Other embodiments of the disclosure will be apparent to those skilled in the art from consideration of the specification and practice of the disclosure disclosed herein. This application is intended to cover any variations, uses, or adaptations of the disclosure following, in general, the principles of the disclosure and including such departures from the present disclosure as come within known or customary practice within the art to which the disclosure pertains. It is intended that the specification and examples be considered as exemplary only, with a true scope and spirit of the disclosure being indicated by the following claims.

Claims

1. An image feature extraction method, characterized by comprising:

2. The image feature extraction method of claim 1, wherein the two-layer bidirectional feature pyramid neural network module comprises:

n input nodes;

3. The image feature extraction method according to claim 2, wherein, in the first intermediate layer:

4. The image feature extraction method according to claim 3, wherein, in the first intermediate layer:

one node X of the first set of nodes₁₁From a first input node IN₁And a second input node IN₂The fusion is obtained, another of the first set of nodesA node X₁₂From a second input node IN₂And another node X of the second group of nodes₂₂Obtaining fusion;

5. The image feature extraction method according to claim 4, wherein, in the second intermediate layer:

6. The image feature extraction method according to claim 5, wherein, in the second intermediate layer:

7. The image feature extraction method of any one of claims 1 to 6, wherein when N images of different sizes are input as a plurality of two-level bidirectional feature pyramid neural network modules, an output of a previous two-level bidirectional feature pyramid neural network module is input as a next two-level bidirectional feature pyramid neural network module.

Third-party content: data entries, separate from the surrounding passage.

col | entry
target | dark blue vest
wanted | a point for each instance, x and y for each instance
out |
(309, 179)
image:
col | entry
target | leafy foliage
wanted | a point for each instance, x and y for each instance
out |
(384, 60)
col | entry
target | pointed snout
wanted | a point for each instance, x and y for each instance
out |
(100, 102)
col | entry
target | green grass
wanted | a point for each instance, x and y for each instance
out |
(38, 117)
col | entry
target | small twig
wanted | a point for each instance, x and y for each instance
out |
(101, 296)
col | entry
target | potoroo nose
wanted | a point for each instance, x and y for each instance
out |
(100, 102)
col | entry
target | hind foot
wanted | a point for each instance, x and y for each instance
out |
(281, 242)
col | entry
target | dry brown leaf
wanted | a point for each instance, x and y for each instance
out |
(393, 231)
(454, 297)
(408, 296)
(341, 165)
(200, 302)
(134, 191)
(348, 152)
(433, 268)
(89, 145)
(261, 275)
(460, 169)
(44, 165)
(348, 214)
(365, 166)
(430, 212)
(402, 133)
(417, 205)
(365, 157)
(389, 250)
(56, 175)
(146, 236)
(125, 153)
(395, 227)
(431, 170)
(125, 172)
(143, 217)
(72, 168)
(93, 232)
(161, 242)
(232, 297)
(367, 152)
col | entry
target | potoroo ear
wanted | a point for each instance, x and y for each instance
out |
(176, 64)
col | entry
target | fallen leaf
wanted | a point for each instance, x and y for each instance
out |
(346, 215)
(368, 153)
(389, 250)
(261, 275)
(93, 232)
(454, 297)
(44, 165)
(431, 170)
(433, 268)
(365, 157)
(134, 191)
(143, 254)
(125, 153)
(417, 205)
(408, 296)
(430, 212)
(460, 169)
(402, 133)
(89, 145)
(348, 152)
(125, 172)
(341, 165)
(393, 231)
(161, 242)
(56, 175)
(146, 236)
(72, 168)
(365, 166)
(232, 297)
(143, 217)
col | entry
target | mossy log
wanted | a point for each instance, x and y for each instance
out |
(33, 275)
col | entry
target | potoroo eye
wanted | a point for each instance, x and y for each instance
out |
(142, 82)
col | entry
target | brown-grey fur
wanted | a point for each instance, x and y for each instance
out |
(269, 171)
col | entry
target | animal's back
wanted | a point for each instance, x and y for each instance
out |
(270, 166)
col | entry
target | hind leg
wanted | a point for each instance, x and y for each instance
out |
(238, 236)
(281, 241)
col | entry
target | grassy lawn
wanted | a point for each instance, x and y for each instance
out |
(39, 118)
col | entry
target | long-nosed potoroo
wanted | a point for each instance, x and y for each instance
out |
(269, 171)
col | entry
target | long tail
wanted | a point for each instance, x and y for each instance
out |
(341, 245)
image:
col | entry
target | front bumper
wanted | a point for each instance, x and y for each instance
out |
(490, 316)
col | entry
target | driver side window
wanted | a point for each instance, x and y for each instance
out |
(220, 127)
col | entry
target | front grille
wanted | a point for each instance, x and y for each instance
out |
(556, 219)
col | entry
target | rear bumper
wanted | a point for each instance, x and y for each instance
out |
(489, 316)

8. An image feature extraction device characterized by comprising:

9. An electronic device, characterized in that the electronic device comprises:

a processor;

a storage medium having stored thereon a computer program which, when executed by the processor, performs the image feature extraction method according to any one of claims 1 to 7.

10. A storage medium having stored thereon a computer program which, when executed by a processor, performs the image feature extraction method according to any one of claims 1 to 7.